Building regulatory confidence through comprehensive data

Sequencing-based RNA characterization strengthens the evidence base that teams need to demonstrate control and consistency in regulatory submissions.

Alignment with CQA expectations

Regulatory agencies increasingly emphasize detailed characterization of the drug substance and drug product. Sequencing-based methods provide the robust datasets needed to demonstrate control over each CQA (identity, integrity, purity, stability, potency, and safety).

Consistency and traceability

Developers can compare lot-to-lot consistency at the molecular level, which builds confidence in reproducibility and control. Such a level of traceability supports comparability studies during process optimization and scale-up.

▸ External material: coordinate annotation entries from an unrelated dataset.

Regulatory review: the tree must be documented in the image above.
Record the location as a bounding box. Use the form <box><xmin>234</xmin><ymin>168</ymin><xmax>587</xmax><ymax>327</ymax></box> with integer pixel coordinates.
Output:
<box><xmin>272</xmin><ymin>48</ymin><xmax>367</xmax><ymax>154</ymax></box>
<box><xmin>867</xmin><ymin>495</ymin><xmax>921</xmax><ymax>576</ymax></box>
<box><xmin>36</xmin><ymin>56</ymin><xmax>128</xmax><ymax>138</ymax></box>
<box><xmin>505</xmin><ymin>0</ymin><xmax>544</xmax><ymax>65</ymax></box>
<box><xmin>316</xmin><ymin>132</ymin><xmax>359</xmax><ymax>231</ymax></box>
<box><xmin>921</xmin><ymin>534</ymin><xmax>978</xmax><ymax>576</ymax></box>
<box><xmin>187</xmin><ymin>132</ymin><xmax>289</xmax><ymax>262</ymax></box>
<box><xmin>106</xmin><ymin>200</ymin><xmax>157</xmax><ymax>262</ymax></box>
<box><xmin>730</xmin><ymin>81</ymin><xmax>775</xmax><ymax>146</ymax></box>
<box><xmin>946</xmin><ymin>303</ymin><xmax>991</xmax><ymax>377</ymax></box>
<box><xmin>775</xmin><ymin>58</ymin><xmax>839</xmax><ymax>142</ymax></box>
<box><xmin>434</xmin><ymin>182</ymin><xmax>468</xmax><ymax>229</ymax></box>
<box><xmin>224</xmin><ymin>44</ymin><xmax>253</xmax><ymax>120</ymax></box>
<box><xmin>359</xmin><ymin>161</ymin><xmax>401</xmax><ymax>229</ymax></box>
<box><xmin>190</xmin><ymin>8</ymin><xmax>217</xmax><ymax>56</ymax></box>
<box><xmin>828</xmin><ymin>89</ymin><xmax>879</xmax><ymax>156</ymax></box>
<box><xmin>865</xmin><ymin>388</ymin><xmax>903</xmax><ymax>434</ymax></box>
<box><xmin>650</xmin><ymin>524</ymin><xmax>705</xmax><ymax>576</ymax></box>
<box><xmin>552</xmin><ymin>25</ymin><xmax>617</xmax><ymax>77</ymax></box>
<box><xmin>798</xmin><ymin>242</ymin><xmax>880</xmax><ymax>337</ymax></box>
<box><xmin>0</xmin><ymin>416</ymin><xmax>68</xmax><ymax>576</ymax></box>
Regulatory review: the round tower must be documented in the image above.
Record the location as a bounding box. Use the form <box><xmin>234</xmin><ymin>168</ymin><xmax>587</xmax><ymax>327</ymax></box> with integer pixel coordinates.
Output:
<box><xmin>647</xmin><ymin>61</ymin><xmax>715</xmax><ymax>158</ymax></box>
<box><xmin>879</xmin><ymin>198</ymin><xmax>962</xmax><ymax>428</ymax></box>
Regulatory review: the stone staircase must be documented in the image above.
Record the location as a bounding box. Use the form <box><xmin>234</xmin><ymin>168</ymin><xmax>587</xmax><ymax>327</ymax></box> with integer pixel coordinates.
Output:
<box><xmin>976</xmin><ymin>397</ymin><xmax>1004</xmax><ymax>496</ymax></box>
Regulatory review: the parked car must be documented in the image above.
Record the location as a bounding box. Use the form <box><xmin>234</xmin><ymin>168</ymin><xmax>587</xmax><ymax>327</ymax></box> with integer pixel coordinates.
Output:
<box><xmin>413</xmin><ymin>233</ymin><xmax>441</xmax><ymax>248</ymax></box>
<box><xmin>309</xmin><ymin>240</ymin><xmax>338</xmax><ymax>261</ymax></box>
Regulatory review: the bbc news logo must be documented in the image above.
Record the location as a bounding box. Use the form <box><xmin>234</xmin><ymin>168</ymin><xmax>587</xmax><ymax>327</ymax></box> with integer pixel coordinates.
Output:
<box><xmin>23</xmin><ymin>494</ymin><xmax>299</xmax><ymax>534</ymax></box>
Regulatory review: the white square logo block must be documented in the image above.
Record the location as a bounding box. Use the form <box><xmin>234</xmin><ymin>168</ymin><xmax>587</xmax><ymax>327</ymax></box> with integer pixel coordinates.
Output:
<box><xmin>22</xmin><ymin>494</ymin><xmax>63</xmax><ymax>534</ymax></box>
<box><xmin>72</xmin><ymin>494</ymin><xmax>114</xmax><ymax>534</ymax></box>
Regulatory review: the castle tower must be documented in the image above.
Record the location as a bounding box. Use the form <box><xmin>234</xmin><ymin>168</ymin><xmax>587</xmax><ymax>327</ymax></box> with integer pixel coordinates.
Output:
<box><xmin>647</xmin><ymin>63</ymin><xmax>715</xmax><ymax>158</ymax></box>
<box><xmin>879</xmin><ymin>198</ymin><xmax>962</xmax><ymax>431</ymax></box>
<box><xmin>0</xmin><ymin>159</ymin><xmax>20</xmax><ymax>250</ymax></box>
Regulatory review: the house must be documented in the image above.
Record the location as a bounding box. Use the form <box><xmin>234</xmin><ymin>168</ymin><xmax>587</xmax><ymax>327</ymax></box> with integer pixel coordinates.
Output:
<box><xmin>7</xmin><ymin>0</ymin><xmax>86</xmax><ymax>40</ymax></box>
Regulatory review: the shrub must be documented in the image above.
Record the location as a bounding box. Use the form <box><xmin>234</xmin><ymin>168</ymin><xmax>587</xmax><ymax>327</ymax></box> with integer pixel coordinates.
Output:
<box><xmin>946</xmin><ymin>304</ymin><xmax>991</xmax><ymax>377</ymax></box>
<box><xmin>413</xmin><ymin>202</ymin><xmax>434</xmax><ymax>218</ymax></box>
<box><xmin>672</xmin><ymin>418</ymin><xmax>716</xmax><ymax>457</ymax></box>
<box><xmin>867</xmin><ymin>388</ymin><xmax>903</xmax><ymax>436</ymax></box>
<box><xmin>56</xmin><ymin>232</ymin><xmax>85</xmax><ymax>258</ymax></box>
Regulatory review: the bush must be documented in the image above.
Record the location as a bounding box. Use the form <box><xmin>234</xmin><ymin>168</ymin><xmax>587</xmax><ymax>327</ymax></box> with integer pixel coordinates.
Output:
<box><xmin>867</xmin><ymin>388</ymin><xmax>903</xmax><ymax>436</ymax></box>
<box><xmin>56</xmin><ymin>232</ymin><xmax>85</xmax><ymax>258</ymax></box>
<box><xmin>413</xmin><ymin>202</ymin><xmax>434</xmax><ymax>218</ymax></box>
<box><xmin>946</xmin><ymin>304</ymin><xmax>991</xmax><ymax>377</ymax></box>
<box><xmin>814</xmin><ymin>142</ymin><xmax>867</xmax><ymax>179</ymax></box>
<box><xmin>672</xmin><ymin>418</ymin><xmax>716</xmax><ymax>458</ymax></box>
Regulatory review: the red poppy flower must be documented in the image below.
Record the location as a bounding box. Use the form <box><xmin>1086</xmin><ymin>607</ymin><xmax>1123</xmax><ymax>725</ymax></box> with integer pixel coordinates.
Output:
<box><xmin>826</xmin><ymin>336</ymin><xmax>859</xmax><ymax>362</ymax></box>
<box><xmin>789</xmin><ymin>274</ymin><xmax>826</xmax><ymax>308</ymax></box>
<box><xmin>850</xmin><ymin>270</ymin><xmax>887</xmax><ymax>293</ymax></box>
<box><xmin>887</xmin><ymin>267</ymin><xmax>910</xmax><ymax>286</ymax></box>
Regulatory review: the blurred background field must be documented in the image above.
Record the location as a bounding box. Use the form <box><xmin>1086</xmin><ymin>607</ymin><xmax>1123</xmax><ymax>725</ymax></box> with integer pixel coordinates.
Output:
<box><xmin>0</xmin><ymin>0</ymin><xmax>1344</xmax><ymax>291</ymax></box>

Risk mitigation and process optimization

Sequencing insights help teams detect issues early and correct design or manufacturing problems before they become regulatory roadblocks. This accelerates development timelines while reducing the likelihood of rework or additional testing during review.

A foundation for continuous improvement

Comprehensive RNA data not only satisfy regulators but also drive smarter development. Insights into structure-function relationships empower R&D and manufacturing teams to optimize performance and stability throughout the therapeutic’s lifecycle, enabling robust quality by design.

A new standard for RNA therapeutic characterization

As RNA medicines advance, a complete picture of molecular quality is no longer optional. Legacy assays can show what an RNA looks like, but can’t always explain how it behaves. Comprehensive characterization platforms like eMERGE use sequencing-based analyses to show how potency, stability, and safety influence therapeutic performance. The results inform decisions at every stage of development and manufacturing.